The Made Smarter Review – previously the Industrial Digitalisation review – answers calls from government on how to UK boost productivity in the manufacturing sector by harnessing Industrial Digital Technologies (IDTs) including robotics, 3D printing, augmented and virtual reality as well as artificial intelligence.
A report that accompanies the review sets out industry-led recommendations that should be implemented to help make the UK a world leader in the so-called Fourth Industrial Revolution by 2030. By doing so, the UK manufacturing sector could grow at up to three per cent per year, create 175,000 jobs, and reduce CO2 emissions by 4.5 per cent.
In his foreword to the report, review chair and Siemens UK CEO Juergen Maier said: “Our proposals don’t seek to answer every question about how we drive and embrace digitalisation. Rather, they seek to establish the institutional framework and ecosystems that will spur the next generation of domestic technological innovation.”
The Industrial Digitalisation Review considers three key themes – adoption, innovation and leadership. The proposals include:
Adoption: Building a national digital ecosystem. Government and industry should create a significantly more visible and effective ecosystem that will accelerate the innovation and diffusion of Industrial Digital Technologies. This includes a National Adoption Programme piloted in the North West, focused on increasing capacity of existing growth hubs and providing more targeted support. According to the report, the pilot would increase GVA by 15 per cent over three years. It would also allow 20 start-ups to work with industry on new projects.
The Review also recommends re-skilling or up-skilling one million industrial workers over the next five years to enable digital technologies to be deployed and successfully exploited through a Single Industrial Digitalisation Skills Strategy.
Innovation: Re-focus existing landscape by increasing capacity and capability through creating 12 ‘Digital Innovation Hubs’, eight large-scale demonstrators and five digital research centres focused on developing new technologies as part of a new National Innovation Programme.
Leadership: Establish a national body, Made Smarter UK (MSUK) Commission, comprising Industry, government, academia, FE and leading research and innovation organisations, responsible for developing the UK as a leader in Industrial Digitalisation Technologies (IDT) and skills.
The recommendations will be considered by the government and used to inform work towards a sector deal between government and industry.
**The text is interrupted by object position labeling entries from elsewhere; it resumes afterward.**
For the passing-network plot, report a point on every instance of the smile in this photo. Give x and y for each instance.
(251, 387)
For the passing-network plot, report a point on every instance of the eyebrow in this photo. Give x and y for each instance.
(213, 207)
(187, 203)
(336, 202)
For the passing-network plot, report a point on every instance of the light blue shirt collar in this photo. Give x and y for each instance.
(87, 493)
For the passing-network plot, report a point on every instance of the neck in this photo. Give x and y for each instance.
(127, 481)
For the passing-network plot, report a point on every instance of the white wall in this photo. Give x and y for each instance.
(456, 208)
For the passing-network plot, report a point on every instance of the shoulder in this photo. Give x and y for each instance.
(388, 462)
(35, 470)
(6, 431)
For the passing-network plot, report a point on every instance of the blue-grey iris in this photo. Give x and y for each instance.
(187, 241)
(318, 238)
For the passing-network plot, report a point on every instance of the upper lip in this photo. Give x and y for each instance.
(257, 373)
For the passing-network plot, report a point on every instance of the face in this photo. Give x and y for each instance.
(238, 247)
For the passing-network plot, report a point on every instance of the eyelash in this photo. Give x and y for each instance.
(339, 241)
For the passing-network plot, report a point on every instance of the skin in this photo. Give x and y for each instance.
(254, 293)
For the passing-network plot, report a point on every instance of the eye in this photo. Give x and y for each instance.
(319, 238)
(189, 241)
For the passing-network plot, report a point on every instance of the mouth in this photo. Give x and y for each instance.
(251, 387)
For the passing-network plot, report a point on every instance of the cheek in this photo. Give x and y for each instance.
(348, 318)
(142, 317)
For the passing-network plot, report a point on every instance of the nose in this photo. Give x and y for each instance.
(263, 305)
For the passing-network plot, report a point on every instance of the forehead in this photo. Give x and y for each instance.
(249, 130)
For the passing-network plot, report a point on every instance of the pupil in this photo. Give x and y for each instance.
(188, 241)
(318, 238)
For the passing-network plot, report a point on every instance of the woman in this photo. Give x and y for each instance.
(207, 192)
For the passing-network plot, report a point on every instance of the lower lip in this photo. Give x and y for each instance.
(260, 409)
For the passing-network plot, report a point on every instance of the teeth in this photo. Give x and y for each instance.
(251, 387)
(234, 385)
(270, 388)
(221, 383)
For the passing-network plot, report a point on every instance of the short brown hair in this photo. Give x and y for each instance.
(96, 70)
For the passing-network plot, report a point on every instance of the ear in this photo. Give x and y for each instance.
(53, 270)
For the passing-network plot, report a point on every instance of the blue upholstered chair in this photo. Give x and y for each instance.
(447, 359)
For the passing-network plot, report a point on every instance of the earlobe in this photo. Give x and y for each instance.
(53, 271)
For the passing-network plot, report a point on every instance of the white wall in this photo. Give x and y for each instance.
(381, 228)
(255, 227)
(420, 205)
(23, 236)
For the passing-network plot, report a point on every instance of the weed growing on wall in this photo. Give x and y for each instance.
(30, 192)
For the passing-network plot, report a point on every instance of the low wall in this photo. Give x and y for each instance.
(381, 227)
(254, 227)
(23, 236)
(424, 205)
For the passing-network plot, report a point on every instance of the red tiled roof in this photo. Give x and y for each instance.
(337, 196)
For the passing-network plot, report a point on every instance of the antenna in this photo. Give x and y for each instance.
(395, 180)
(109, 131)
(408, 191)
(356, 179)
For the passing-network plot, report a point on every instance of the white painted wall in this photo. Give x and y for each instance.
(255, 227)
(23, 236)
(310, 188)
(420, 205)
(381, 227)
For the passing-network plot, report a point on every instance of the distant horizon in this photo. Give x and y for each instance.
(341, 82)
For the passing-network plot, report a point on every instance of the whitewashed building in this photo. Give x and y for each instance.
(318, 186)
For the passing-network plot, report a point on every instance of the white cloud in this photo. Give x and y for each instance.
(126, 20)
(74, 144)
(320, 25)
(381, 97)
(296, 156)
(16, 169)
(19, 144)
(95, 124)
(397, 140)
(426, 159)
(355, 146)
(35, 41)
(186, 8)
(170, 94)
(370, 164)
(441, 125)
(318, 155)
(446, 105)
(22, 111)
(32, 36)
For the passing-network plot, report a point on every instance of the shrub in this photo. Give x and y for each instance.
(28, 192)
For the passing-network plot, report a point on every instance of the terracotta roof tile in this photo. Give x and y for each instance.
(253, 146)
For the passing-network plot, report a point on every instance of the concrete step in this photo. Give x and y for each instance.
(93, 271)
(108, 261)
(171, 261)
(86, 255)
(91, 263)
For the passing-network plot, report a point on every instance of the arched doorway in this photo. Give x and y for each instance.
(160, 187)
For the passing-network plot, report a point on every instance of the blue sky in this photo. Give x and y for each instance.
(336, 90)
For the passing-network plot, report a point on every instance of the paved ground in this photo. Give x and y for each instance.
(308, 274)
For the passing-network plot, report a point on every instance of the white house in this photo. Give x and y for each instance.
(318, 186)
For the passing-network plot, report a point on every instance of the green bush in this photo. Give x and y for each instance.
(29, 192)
“The business community has pulled together to shape these recommendations that will speed up technology adoption and bring new energy to the manufacturing sector,” said CBI, Director General Carolyn Fairbairn. “The UK must compete with China, the USA and much of Europe where there are already advanced plans to embrace the fourth industrial revolution. I urge the government to consider these plans carefully, as they are focused on increasing productivity and wages, especially in smaller businesses.”
The government’s Industrial Strategy Green Paper, launched in January identified industrial digitalisation as one of five potential early sector deals and the Review began work with stakeholders to identify opportunities for how government and industry can work together.
The Review brought together input and recommendations from over 200 stakeholders including Rolls Royce, GKN, IBM, and Accenture. The Review also received input from SMEs such as Yamazaki Mazak and Vertizan, Cambridge and Newcastle Universities, and the Digital Catapult and High Value Manufacturing Catapult.
Commenting on today’s report, Chris Richards, head of business environment policy at EEF, said: “The digitisation of manufacturing is real and is happening at pace, but this speed could create major winners and losers unless all of industry moves together.
“The opportunities are significant and the review highlights the barriers to adoption of new digital technologies that could stop us moving up the ranks, particularly the need for better leadership and a culture shift on innovation to boost adoption – particularly amongst SMEs.”